In 1877 the United States was rocked by one of the biggest strikes it had ever seen. That year, across the country but primarily on the East Coast and in Chicago, 100,000 railroad workers walked off the job. To suppress the strike, state and federal governments deployed the national guard and state militias in several states, resulting in at least a hundred deaths as troops fired on or injured strikers. The event became known as the Great Railroad Strike of 1877.
In the following years and decades, states (as well as, sometimes, private funders) responded to the 1877 strike and several other large-scale uprisings by building imposing armories, concentrated in cities that had seen ferocious striking or public disorder. Armories were an important piece of the government’s capacity to respond quickly and forcefully to strikes or protests, but they were also an important symbol. They were expensive, imposing structures that sat on the horizon like a giant with a club—an implied and ever-present threat, visible through factory windows and from rail yards.
The philosophy that gave rise to armories and bases has not gone anywhere. If anything, we are currently living through its most dramatic resurgence since the late nineteenth century. In the wake of the Movement for Black Lives and the 2014–2020 Black-led protests against police brutality, municipalities across the country have begun building large urban police training facilities—so-called “cop cities.”
In what follows, I revisit this history of armory building to explore how Atlanta’s effort to build a cop city demonstrates a resurgent willingness of the United States to mount an offensive against its own citizens. And it’s not just in Atlanta: we face the serious risk of this model being copied across the country as our government once again feels the need to put a physical reminder of its threat on the horizon.

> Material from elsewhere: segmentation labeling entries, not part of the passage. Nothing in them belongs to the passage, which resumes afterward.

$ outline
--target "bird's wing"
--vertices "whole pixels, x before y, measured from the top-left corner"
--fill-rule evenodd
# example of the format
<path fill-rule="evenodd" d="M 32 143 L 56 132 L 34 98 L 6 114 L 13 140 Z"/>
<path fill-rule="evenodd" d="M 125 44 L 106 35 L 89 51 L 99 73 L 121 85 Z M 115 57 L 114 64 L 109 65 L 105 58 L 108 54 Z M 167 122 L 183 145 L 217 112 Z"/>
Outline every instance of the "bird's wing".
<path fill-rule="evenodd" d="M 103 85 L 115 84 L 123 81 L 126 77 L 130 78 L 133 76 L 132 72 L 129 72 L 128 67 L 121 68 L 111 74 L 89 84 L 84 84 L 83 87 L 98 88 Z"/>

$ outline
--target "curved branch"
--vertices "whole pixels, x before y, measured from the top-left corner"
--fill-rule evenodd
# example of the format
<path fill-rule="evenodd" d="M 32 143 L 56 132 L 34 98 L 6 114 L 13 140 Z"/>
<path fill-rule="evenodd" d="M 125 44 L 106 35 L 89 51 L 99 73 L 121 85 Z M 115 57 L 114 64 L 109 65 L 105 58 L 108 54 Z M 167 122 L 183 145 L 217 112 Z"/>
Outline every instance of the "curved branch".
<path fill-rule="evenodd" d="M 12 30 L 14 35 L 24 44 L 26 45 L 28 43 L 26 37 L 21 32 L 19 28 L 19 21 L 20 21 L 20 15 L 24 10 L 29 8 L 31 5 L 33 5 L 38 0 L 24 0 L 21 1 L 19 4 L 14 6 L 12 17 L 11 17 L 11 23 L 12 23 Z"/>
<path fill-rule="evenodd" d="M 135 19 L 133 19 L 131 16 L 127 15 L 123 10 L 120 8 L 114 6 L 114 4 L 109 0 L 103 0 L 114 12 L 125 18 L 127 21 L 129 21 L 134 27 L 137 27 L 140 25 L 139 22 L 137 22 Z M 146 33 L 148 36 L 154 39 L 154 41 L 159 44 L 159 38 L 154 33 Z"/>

In addition to uprisings and strikes brought on by organized labor, the latter half of the 1800s was marked by urban unrest connected to anti-immigrant and anti-Black sentiment. In New York City alone, city and state official were shaken by the public violence that occurred during the 1871 Orange Riots between Irish Catholics and Irish Protestants, the 1874 Tompkins Square Riot, and a series of anti-Black disturbances culminating in the horrific Riot of 1900. Growing fears among American-born and Protestant elite in the United States also resulted in a multi-decade panic over the “foreign radical”: an archetypal figure the state feared for both its foreignness, ethnic and linguistic difference, and left-wing politics. Those in power feared that the often-entwined reality of racial and ethnic violence and labor unrest would, if left unchecked, boil over. The situation was, as one nineteenth-century author called it, “the volcano under the city,” waiting to erupt.